- Born: 4 January 1767 Barcelona, Spain
- Died: 27 May 1820 (aged 53) Madrid, Spain
- Rank: Field marshal
- Conflicts: American Revolutionary War Great Siege of Gibraltar; ; War of the Pyrenees; Peninsular War Battle of Valls; Third siege of Girona; Siege of Lérida; ;

= Jaime García Conde =

Spanish military commander

Jaime García Conde (1767–1820) was a Spanish military commander.

==Early career==
García Conde joined the Regiment of the Spanish Royal Guard as a cadet in July 1779, and participated at the Great Siege of Gibraltar.
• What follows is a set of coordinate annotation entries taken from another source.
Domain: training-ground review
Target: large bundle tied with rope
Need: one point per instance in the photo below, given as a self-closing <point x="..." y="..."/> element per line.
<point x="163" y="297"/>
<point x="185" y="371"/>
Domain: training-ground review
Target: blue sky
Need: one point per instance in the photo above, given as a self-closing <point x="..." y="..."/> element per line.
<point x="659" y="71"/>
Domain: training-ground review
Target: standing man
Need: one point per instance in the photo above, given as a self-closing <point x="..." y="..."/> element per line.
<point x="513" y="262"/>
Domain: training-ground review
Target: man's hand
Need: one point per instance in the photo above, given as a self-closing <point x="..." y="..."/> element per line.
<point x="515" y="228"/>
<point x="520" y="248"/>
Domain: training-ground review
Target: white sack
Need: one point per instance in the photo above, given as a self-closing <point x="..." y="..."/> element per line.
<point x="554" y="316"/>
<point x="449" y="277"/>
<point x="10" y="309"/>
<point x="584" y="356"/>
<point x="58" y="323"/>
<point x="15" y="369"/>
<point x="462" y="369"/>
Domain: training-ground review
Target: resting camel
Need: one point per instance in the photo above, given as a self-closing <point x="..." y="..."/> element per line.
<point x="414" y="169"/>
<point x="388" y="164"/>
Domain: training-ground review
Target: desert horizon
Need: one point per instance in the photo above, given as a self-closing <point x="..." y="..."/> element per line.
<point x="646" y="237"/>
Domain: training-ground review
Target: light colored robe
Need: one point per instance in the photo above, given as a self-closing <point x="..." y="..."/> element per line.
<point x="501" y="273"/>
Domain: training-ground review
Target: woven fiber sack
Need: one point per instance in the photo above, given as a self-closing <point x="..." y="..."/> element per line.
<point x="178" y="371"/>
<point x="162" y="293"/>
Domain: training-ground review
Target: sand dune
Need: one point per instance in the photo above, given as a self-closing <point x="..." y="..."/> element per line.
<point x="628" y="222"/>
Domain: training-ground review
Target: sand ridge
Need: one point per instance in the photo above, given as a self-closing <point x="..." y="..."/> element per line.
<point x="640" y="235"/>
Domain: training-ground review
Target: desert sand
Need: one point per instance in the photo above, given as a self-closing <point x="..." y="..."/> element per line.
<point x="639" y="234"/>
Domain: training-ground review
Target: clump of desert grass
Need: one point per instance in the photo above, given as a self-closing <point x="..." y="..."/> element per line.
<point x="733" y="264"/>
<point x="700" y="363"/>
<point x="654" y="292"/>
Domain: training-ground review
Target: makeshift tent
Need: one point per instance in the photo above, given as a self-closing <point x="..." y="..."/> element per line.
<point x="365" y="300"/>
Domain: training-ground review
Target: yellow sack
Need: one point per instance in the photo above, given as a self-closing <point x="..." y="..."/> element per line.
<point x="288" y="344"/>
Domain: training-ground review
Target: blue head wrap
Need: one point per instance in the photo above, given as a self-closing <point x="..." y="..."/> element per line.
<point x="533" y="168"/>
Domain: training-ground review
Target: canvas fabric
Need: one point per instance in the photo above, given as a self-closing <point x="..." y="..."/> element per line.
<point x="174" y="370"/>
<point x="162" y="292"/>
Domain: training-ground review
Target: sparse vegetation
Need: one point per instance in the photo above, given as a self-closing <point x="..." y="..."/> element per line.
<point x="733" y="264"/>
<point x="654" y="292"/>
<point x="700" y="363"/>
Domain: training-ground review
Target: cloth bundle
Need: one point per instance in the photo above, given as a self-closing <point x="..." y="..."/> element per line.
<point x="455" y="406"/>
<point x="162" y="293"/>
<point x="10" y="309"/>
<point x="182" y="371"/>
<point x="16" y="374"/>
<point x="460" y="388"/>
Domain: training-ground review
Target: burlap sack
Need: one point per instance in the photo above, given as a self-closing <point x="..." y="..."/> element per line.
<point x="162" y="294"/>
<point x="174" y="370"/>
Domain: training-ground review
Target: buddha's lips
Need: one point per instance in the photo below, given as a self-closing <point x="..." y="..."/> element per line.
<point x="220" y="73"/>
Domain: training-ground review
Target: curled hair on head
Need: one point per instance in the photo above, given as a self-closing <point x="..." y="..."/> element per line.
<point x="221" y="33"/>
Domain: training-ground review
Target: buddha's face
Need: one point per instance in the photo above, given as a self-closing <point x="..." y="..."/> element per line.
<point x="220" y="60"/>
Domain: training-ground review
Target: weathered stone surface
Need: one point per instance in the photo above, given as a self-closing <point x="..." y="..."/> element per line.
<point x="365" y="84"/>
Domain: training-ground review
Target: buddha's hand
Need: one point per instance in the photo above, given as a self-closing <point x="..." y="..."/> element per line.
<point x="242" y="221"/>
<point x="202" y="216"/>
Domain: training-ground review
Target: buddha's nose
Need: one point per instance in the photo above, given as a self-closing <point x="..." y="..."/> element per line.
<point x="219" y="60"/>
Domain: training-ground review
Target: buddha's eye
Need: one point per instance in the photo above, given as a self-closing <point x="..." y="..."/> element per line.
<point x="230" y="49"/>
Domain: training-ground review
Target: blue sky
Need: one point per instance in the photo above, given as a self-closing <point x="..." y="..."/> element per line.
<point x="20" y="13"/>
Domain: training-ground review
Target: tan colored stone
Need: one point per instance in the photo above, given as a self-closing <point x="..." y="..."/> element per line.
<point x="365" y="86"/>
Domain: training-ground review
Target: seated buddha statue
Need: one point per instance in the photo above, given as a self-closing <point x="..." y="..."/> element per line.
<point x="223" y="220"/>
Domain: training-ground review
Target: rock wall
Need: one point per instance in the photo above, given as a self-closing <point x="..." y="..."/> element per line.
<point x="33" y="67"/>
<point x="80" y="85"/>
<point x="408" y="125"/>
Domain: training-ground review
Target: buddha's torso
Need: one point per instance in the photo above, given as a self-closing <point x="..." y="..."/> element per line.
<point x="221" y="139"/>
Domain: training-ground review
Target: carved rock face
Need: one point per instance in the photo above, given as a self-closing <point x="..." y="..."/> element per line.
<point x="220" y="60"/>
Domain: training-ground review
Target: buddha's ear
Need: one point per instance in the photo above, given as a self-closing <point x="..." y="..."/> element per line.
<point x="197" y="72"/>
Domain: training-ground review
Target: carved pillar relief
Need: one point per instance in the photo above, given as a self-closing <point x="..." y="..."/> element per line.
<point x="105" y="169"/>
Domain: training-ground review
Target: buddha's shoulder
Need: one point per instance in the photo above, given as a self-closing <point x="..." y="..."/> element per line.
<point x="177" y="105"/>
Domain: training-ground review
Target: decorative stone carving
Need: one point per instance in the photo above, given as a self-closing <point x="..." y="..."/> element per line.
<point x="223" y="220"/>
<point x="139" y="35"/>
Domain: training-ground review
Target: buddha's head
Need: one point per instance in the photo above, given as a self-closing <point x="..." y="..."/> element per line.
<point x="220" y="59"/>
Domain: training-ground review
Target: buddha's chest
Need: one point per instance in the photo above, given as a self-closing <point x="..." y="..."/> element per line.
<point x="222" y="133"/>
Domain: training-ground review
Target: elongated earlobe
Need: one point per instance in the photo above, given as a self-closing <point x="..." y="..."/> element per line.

He was promoted to alférez in September 1787 and to second lieutenant of Fusiliers in June 1791. At the outbreak of the War of the Pyrenees he was sent to the Army of Rosellón, where he distinguished himself at the attack on the battery at Banyuls-dels-Aspres (December 1793), for which he was promoted to lieutenant colonel a few days later.

In October 1802, García Conde was promoted to colonel and appointed captain of Fusiliers of the 1st Battalion early the following year.

==Peninsular War==

Shortly after the outbreak of the war, the Junta de Extremadura promoted García Conde to Infantry brigadier, in July 1808 and to field marshal the following September. In November 1808, he was transferred to the Army of Catalonia, and promoted to major general.
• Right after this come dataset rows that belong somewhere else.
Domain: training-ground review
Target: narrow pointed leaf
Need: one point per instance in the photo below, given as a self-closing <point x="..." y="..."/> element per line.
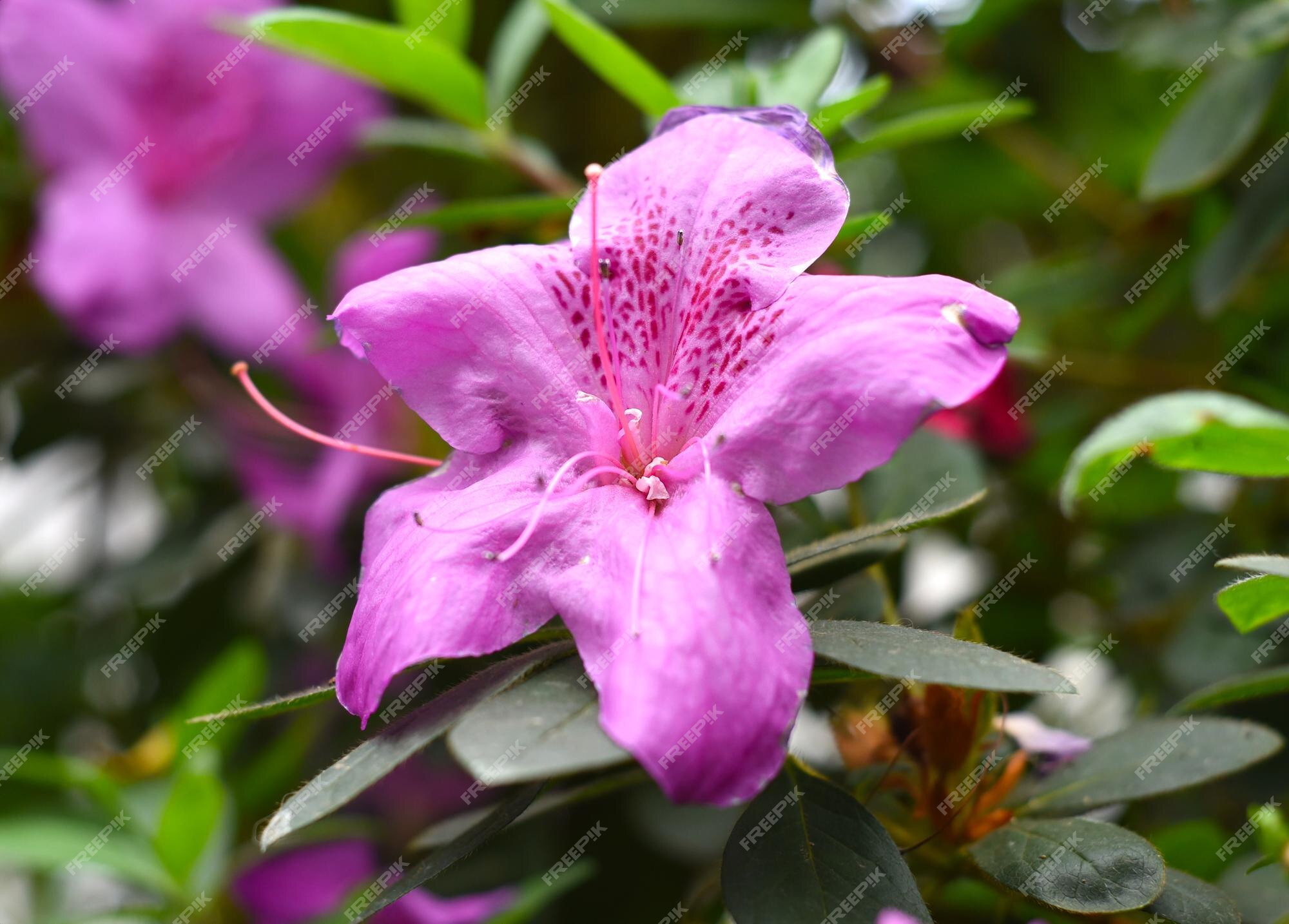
<point x="1073" y="864"/>
<point x="451" y="26"/>
<point x="1241" y="689"/>
<point x="501" y="212"/>
<point x="368" y="764"/>
<point x="832" y="119"/>
<point x="1217" y="122"/>
<point x="1148" y="760"/>
<point x="1255" y="601"/>
<point x="617" y="64"/>
<point x="1188" y="900"/>
<point x="931" y="658"/>
<point x="806" y="850"/>
<point x="510" y="809"/>
<point x="426" y="70"/>
<point x="547" y="726"/>
<point x="286" y="703"/>
<point x="804" y="75"/>
<point x="1185" y="431"/>
<point x="934" y="124"/>
<point x="516" y="42"/>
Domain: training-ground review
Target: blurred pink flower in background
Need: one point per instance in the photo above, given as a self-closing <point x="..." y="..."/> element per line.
<point x="168" y="154"/>
<point x="309" y="882"/>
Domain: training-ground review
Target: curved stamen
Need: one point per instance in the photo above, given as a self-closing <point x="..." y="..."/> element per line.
<point x="637" y="581"/>
<point x="597" y="305"/>
<point x="240" y="371"/>
<point x="510" y="552"/>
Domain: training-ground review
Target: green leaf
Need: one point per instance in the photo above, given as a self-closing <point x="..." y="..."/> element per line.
<point x="429" y="70"/>
<point x="805" y="850"/>
<point x="804" y="75"/>
<point x="617" y="64"/>
<point x="1261" y="29"/>
<point x="1188" y="431"/>
<point x="516" y="42"/>
<point x="1264" y="565"/>
<point x="1237" y="690"/>
<point x="383" y="752"/>
<point x="48" y="843"/>
<point x="1255" y="601"/>
<point x="1215" y="126"/>
<point x="931" y="658"/>
<point x="507" y="810"/>
<point x="190" y="820"/>
<point x="545" y="727"/>
<point x="933" y="124"/>
<point x="536" y="895"/>
<point x="831" y="560"/>
<point x="286" y="703"/>
<point x="452" y="26"/>
<point x="427" y="135"/>
<point x="238" y="675"/>
<point x="452" y="828"/>
<point x="831" y="119"/>
<point x="1073" y="864"/>
<point x="1188" y="900"/>
<point x="1148" y="760"/>
<point x="501" y="212"/>
<point x="1260" y="220"/>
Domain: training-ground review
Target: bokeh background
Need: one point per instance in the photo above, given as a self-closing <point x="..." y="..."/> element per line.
<point x="971" y="208"/>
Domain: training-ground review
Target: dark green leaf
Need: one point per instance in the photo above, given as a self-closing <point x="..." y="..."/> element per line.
<point x="838" y="560"/>
<point x="931" y="658"/>
<point x="831" y="119"/>
<point x="514" y="47"/>
<point x="502" y="212"/>
<point x="1188" y="900"/>
<point x="536" y="895"/>
<point x="547" y="726"/>
<point x="449" y="829"/>
<point x="190" y="819"/>
<point x="1073" y="864"/>
<point x="802" y="77"/>
<point x="934" y="124"/>
<point x="1150" y="758"/>
<point x="286" y="703"/>
<point x="48" y="843"/>
<point x="452" y="26"/>
<point x="805" y="850"/>
<point x="510" y="809"/>
<point x="383" y="752"/>
<point x="1237" y="690"/>
<point x="1260" y="220"/>
<point x="1190" y="431"/>
<point x="1256" y="601"/>
<point x="617" y="64"/>
<point x="426" y="70"/>
<point x="1215" y="126"/>
<point x="1261" y="29"/>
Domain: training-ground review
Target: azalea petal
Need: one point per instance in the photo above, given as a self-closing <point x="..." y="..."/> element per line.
<point x="431" y="582"/>
<point x="755" y="208"/>
<point x="64" y="69"/>
<point x="706" y="694"/>
<point x="302" y="885"/>
<point x="102" y="266"/>
<point x="484" y="346"/>
<point x="845" y="371"/>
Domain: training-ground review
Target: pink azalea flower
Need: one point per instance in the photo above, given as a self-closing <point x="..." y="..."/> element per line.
<point x="310" y="882"/>
<point x="171" y="145"/>
<point x="623" y="408"/>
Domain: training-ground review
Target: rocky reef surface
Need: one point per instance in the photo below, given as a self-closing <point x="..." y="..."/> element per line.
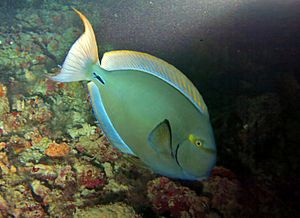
<point x="56" y="162"/>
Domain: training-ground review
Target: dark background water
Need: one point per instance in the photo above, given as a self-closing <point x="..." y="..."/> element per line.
<point x="244" y="58"/>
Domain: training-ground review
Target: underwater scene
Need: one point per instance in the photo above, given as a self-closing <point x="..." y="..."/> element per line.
<point x="147" y="108"/>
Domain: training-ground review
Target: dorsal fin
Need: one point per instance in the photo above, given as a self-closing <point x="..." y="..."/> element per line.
<point x="132" y="60"/>
<point x="82" y="55"/>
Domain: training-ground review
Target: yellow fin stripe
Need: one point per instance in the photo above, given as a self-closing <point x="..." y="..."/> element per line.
<point x="126" y="60"/>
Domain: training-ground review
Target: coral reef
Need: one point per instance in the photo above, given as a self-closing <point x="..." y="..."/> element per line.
<point x="56" y="162"/>
<point x="169" y="198"/>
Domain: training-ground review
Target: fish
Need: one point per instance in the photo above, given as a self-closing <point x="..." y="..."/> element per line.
<point x="145" y="106"/>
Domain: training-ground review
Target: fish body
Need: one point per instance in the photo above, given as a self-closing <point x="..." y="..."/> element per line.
<point x="146" y="107"/>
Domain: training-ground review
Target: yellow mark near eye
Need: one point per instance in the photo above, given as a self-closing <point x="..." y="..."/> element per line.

There, he was given command of the Reserve division, based at the recently appointed captain-general of Catalonia, Juan Miguel de Vives's newly established headquarters at Martorell, and which comprised 777 line infantry, 80 hussars and four cannon.
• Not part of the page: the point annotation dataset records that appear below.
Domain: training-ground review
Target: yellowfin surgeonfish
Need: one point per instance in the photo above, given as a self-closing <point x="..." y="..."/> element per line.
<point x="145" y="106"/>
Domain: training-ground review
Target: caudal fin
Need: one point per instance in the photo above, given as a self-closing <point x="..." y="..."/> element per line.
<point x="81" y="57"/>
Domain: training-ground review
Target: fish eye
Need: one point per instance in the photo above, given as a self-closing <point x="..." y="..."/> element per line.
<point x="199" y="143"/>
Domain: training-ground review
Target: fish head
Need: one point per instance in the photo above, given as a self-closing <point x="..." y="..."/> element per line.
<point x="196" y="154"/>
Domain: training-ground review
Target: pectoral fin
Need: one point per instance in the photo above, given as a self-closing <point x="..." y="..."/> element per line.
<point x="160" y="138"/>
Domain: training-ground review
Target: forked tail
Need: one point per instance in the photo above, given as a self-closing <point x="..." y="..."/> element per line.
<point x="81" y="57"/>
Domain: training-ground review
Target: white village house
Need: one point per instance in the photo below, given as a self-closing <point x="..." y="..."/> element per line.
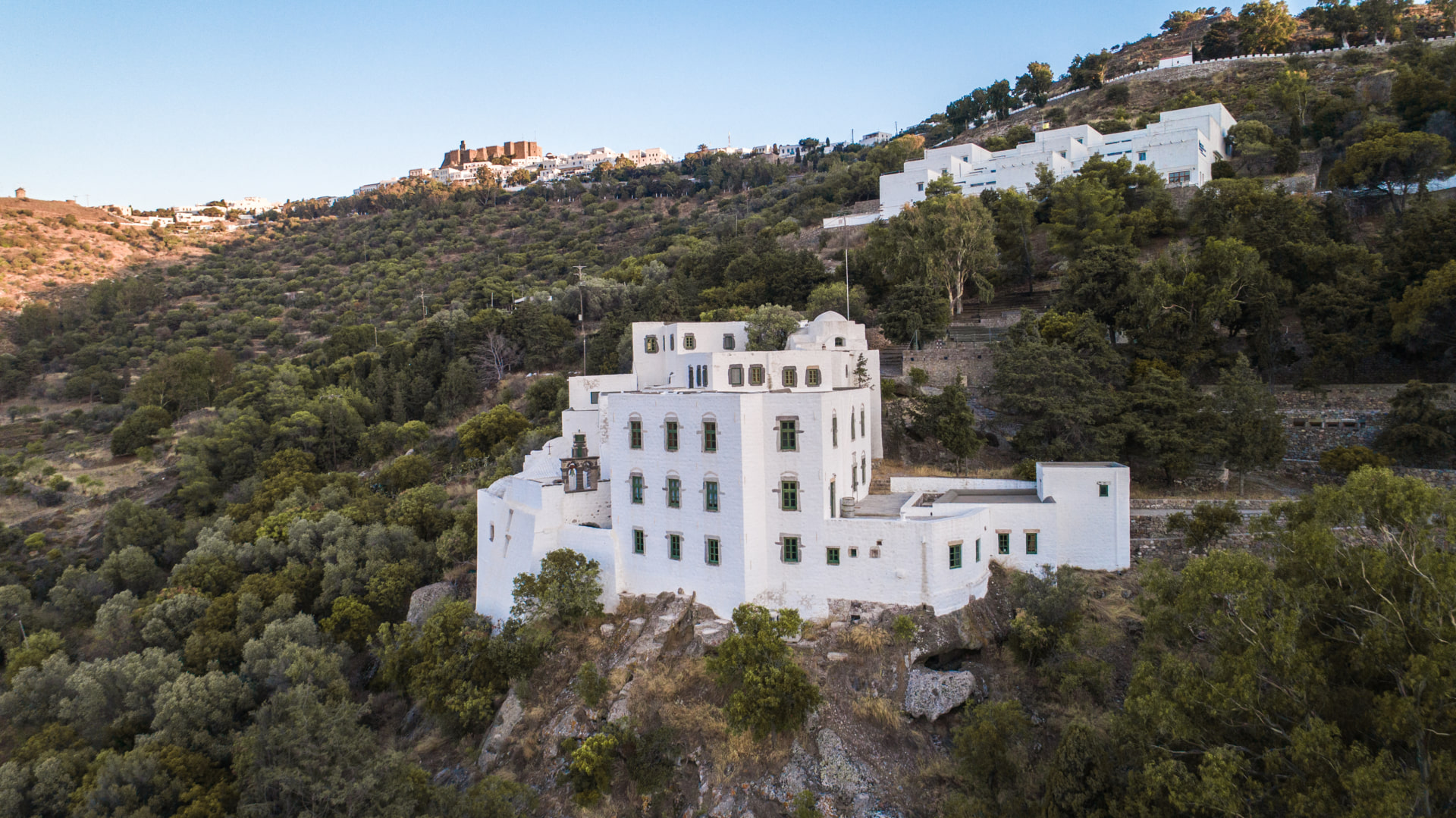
<point x="1183" y="146"/>
<point x="745" y="476"/>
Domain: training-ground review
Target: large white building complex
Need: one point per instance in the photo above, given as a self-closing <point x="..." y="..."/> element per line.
<point x="1183" y="146"/>
<point x="745" y="475"/>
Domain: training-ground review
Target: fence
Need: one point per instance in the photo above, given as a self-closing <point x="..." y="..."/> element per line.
<point x="1120" y="77"/>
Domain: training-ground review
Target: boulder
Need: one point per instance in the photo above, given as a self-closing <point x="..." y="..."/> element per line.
<point x="935" y="693"/>
<point x="424" y="600"/>
<point x="500" y="732"/>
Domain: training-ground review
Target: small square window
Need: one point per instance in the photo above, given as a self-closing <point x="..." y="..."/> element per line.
<point x="789" y="495"/>
<point x="788" y="436"/>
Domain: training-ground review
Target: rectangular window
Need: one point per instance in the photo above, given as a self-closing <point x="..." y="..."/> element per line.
<point x="788" y="436"/>
<point x="789" y="495"/>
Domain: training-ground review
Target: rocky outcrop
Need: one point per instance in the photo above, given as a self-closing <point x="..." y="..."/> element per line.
<point x="935" y="693"/>
<point x="500" y="732"/>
On 25 February 1809, García Conde fought at the Battle of Valls and on 1 September that year, at the head of 4,000 troops and 500 horse, he successfully escorted a convoy of over a thousand mules laden with provisions, as well as a herd of cattle into a besieged Gerona. To do so, his column had routed Lecchi's Italian division, that day commanded by Brigadier Milosewitz, that was besieging the garrison.

On 14 May 1810, García Conde, then commanding officer of the garrison at Lérida, surrendered the citadel, with 7,700 troops, to the French force under Suchet.

He was interned in France, returning to Spain in 1814. At his own request, and in response to the accusations made against him by the Capitain General of Catalonia, General O'Donnell, he was court-martialled for having surrendered at Lerida. The sentence, absolving him, was given a month after he had died.